Pilgrim’s Pride Corp. reported its fourth fiscal quarter ending Dec. 27, 2015 numbers on Feb. 10 and the performance of some business segments did not reflect the progress that was made in fiscal 2014.
For the fourth quarter of 2015, Pilgrim’s recorded net sales of $1.96 billion, falling more than seven percent from the same period last year of $2.11 billion. Revenue for the quarter slipped to $2.0 billion this year versus $2.1 billion the previous year. In terms of net income for the quarter, the company reported $63.1 million compared to $167.2 million last year. This led to adjusted earnings per share (EPS) of $ 0.26 a decline from $ 0.83 in the same period last year.
For the fiscal 2015 revenue of $8.2 billion was reported, down from $8.6 billion the previous year.
“Our case-ready and small-bird operations continued to deliver strong results in spite of challenges in the export markets, while the weakest chicken cutout in the past five years continued to impact the commodity segments of our business, as well as our Mexico operations,” stated Bill Lovette, CEO of Pilgrim’s.
“Despite the headwinds, our team managed to deliver margins that are above periods when prices were at similar levels. Our performance is commendable and strongly validates the benefits of our strategy.”
Lovette went on to say the company paid out $1.5 billion in a special dividend, acquired additional Mexican operation to “improve our geographic diversification and competitiveness in one of the strongest emerging markets” and repurchased $99.2 million in shares.
The company’s stock price opened lower, at $19.99 per share in early morning trading, but had rebounded to over $21 by mid-morning.

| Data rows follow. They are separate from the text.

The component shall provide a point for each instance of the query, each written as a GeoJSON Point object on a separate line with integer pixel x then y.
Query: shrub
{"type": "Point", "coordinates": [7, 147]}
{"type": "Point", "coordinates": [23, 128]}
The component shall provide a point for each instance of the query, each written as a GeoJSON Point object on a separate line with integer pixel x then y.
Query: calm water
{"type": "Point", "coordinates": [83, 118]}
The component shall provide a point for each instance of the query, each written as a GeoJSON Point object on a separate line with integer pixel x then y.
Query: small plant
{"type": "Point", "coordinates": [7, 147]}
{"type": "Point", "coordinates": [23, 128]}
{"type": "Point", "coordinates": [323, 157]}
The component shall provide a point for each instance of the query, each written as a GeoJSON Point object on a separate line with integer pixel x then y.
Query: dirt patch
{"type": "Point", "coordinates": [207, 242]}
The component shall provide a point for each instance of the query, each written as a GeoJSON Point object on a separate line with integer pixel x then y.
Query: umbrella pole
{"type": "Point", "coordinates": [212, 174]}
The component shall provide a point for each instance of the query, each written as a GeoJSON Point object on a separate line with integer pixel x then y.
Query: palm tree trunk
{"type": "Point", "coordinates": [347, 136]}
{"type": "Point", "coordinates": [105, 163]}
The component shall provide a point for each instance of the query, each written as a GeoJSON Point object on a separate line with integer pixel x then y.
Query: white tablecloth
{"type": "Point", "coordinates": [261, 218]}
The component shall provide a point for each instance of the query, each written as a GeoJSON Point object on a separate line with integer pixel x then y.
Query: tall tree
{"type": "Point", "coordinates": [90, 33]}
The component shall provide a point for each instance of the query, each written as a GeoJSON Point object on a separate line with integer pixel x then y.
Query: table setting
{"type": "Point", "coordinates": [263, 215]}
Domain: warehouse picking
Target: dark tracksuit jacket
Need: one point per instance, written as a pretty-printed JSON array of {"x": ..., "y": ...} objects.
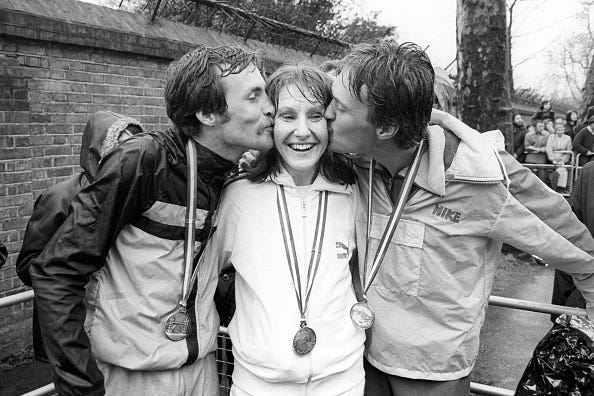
[{"x": 120, "y": 250}]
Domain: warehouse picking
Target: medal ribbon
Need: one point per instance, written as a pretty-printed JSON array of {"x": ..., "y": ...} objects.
[
  {"x": 392, "y": 222},
  {"x": 191, "y": 193},
  {"x": 316, "y": 250}
]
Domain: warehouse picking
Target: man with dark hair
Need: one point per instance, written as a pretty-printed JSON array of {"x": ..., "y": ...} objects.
[
  {"x": 583, "y": 143},
  {"x": 123, "y": 310},
  {"x": 428, "y": 276}
]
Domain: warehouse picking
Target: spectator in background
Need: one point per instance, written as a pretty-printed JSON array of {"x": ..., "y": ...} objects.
[
  {"x": 545, "y": 112},
  {"x": 535, "y": 144},
  {"x": 583, "y": 143},
  {"x": 582, "y": 203},
  {"x": 517, "y": 139},
  {"x": 556, "y": 143},
  {"x": 104, "y": 131},
  {"x": 571, "y": 124}
]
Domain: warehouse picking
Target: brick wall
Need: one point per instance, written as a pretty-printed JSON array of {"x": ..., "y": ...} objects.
[{"x": 60, "y": 63}]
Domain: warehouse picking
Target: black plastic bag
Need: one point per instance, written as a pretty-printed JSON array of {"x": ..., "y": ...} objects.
[{"x": 563, "y": 361}]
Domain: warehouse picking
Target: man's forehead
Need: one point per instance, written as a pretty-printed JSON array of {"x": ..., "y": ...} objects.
[{"x": 245, "y": 79}]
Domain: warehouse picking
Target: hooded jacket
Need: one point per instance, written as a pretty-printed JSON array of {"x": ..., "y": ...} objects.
[
  {"x": 570, "y": 125},
  {"x": 249, "y": 236},
  {"x": 51, "y": 207},
  {"x": 121, "y": 251},
  {"x": 431, "y": 293}
]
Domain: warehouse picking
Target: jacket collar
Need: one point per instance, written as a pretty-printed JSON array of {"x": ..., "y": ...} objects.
[
  {"x": 209, "y": 163},
  {"x": 320, "y": 183}
]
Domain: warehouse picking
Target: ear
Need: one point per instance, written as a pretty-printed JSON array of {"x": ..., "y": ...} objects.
[
  {"x": 387, "y": 132},
  {"x": 206, "y": 118}
]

“To further support these initiatives and maximize return on capital, we have approved a targeted capital spending deployment for 2016, which enhances our growth prospects, improves our ability to partner with key customers and supports their growth,” Lovette said.
“Additionally, our team has identified $185 million in operational improvements for 2016, to build on the over $1 billion in cumulative improvements we have made to the business in the last five years. We are committed to reinvesting our strong cash flow generation back into the business with the goal of more closely aligning with this strategy and optimizing our capital allocation, while remaining on track on the relentless pursuit of operational excellence.”
The Greeley, Colo.-based JBS USA Holdings, Inc. holds a 75.3 percent controlling interest in Pilgrim’s Pride Corporation.